Vietnam's privately-owned carrier Air Mekong is on the edge of shutting down its operation due to steep losses, making it the second private airline to stop operations in Vietnam.
The airline officially announced that it would suspend flights at the end of February to "restructure its fleet and personnel."
Air Mekong's booking agents have said that they still have seats available for flights up until Feb. 28. Customers who tried to book flights after Feb. 28 all received the same message of no flight schedule available.
Despite the suspension of flights, Air Mekong will continue its other registered commercial activities after Feb. 28.
Ho Quoc Cuong, head of the Air Transport Department under the Civil Aviation Administration of Vietnam (CAAV), said that the CAAV has not yet received any formal notice from Air Mekong on its plan to suspend operations.
There have been reports that the airline is saddled with financial obligations, particularly its unpaid bills with the Vietnam Air Petrol Company (Vinapco).

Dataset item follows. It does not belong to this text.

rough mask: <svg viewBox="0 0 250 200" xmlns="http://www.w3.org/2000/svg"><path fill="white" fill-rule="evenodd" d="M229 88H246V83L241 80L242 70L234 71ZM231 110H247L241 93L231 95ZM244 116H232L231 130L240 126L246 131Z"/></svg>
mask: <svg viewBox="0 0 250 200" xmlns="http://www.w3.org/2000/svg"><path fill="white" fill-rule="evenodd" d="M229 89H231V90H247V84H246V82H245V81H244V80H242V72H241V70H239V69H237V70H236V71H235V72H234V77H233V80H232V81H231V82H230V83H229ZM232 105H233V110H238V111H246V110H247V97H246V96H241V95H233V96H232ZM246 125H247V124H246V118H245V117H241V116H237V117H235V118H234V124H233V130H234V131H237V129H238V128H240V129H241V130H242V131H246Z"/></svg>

Local media revealed that Air Mekong has to spend some 1.3 billion Vietnamese dong (around 61,300 US dollars) daily on petrol alone. Recently the airline failed to make regular payments for their fuel consumption, prompting Vinapco to demand settlement of accumulating debts.
Aside from fuel debts, Air Mekong has also been developing air routes that turned out to be unprofitable, said an aviation expert, adding that the airline's decision to exploit niche market was a risky one.
Doan Quoc Viet, chairman of Air Mekong, has said that the airline's strategy of first attacking niche markets was to avoid a direct confrontation with the "big guy," the state-owned Vietnam Airlines. Afterward, it would think of expanding to other backbone air routes, Viet said.
This explained why Air Mekong first developed the air routes from Hanoi and Ho Chi Minh City to islands and sea tourist sites in the central region and Central Highlands, including Phu Quoc Island, Con Dao Island, Buon Ma Thuot, Vinh, Pleiku, Quy Nhon and Da Lat.
However, niche markets depend on seasonal factors. The destinations that Air Mekong considers profitable, including Phu Quoc, Con Dao, and Buon Ma Thuot, are only busy during peak tourism seasons.
Also for the lucrative route of Hanoi-Ho Chi Minh, Air Mekong is not the best choice for passengers because of transit time.
The aviation expert also said that the choice of aircraft was also one misstep that has contributed to the losses of Air Mekong.
Air Mekong is the only airline in Vietnam using the 90-seater Bombardier CRJ900 aircraft manufactured in Canada. Currently, it is leasing four Bombardier CRJ900 aircrafts from the US-based SkyWest Airlines.
Compared with similar-sized aircraft, including the Airbus A320, Bombardier CRJ900 can only carry half of the passengers, while the price of leasing is not cheaper. The aircraft serve less while the company still has to pay the same salaries to pilots, flight attendants and ground crew.
After a period of commercial use, Air Mekong said the aircraft were not suitable for further flights, adding that one of the reasons why they were suspending their flights was to look for replacement aircraft.
Air Mekong, which launched its first flight in October 2010, is the third private airline licensed in Vietnam, after Indochina Airlines and VietJetAir.
The country's first private airline, Indochina Airlines, owned by Ha Hung Dung, popularly known as music composer Ha Dung, had to cease operation due to financial problems after only a year of offering services on two aircrafts leased from a Czech Republic- based Travel Service airline.
Indochina Airlines suffered huge costs as it had to hire pilots and flight attendants from the Czech company. Its license was then revoked by Vietnam's
Ministry of Transport in 2011.
One of the main causes behind the losses incurred by Vietnamese private airlines is heavy fuel payment and high operational costs.
The airlines have to spend huge expenses for aircraft maintenance costs as well as in salaries for their foreign crew.
As reported by the local Tuoitre (Youth) news, Air Mekong has now 40 foreign pilots, each with a salary of about 10,000 US dollars a month, while a technical employee gets 7,000 US dollars a month.
The airline's total revenue in 2012 posted an increase of 7 percent over 2011.
The suspension in operations of Air Mekong is not causing a big loss to Vietnam's aviation operations, but has raised public concern over the monopoly of state-owned Vietnam Airlines that could affect competitiveness in the domestic aviation.
Currently, Vietnam Airlines accounts for more than 80 percent of the local aviation market share.